Landschaft, die dem Menschen nützt

Die Aufgabe der Dreiergruppe: einen Plan zu entwickeln, um dieses ausser Kontrolle geratene Ökosystem wieder ins Lot zu bringen. Allerdings nicht mit dem Ziel, die Natur einfach sich selbst zu überlassen. Die grösstmögliche Biodiversität zu erreichen, ist ebenso wenig das Hauptziel, ein Besatz mit gebietsfremden Arten ist kein Tabu. «Beim Ökosystem-Design verbessert man die Landschaft so, wie es den Menschen vor Ort nützt», sagt die 17-jährige Anna Buchholz, die im Herbst an der Technischen Universität Wien ein Studium in Technischer Physik beginnt.
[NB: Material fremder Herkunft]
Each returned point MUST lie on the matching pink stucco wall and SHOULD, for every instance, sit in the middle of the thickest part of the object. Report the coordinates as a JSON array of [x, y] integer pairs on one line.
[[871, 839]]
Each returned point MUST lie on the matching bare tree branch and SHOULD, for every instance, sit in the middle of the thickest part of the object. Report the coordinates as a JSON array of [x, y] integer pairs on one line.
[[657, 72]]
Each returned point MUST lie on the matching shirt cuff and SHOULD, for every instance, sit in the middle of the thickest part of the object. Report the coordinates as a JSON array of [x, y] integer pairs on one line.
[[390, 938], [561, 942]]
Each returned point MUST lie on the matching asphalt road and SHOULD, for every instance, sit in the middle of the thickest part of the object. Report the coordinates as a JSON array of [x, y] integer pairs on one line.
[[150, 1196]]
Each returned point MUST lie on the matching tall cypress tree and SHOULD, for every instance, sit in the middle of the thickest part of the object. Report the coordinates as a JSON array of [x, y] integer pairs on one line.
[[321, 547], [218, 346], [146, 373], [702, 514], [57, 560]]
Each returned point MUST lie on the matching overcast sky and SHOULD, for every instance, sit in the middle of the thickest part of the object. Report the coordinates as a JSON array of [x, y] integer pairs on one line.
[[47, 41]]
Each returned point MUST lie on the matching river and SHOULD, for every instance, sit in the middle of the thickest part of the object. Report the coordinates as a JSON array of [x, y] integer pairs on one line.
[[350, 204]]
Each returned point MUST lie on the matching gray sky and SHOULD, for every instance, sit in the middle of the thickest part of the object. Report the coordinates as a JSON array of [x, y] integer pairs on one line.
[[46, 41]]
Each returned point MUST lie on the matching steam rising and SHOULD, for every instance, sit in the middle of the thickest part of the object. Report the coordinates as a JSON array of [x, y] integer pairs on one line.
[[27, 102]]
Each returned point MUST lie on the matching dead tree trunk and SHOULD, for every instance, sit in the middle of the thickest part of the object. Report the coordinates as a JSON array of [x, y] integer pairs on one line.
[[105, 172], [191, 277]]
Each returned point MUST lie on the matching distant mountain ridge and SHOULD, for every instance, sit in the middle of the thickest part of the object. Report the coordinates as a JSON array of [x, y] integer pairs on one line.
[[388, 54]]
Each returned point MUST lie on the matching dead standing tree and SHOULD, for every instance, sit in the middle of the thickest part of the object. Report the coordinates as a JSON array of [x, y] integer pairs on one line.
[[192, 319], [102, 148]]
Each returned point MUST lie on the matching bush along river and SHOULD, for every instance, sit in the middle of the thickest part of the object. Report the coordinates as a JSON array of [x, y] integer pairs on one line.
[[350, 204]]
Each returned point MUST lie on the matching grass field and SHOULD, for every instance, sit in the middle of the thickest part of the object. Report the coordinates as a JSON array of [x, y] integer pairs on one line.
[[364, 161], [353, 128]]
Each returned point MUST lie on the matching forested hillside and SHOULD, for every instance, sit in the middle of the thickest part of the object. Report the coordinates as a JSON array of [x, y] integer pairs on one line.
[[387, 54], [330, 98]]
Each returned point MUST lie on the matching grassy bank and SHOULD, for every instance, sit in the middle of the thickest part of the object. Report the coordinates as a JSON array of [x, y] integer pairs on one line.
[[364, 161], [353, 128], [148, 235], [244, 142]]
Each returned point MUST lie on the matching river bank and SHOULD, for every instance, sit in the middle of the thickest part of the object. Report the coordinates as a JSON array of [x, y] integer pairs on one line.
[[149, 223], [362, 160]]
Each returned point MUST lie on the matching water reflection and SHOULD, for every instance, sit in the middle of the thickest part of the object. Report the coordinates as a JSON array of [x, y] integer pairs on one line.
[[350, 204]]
Mathieu Dubied findet an der Methode spannend, «dass sie rational ist». Der 24-Jährige absolviert gleich zwei Studiengänge: einen in Robotics, Systems and Control an der ETH Zürich und einen in Politikwissenschaften an der Universität Zürich. Man gebe der Natur einen Wert – einen Wert für den Menschen. «Denn per se», sagt Mathieu Dubied, «hat die Natur keinen Wert.»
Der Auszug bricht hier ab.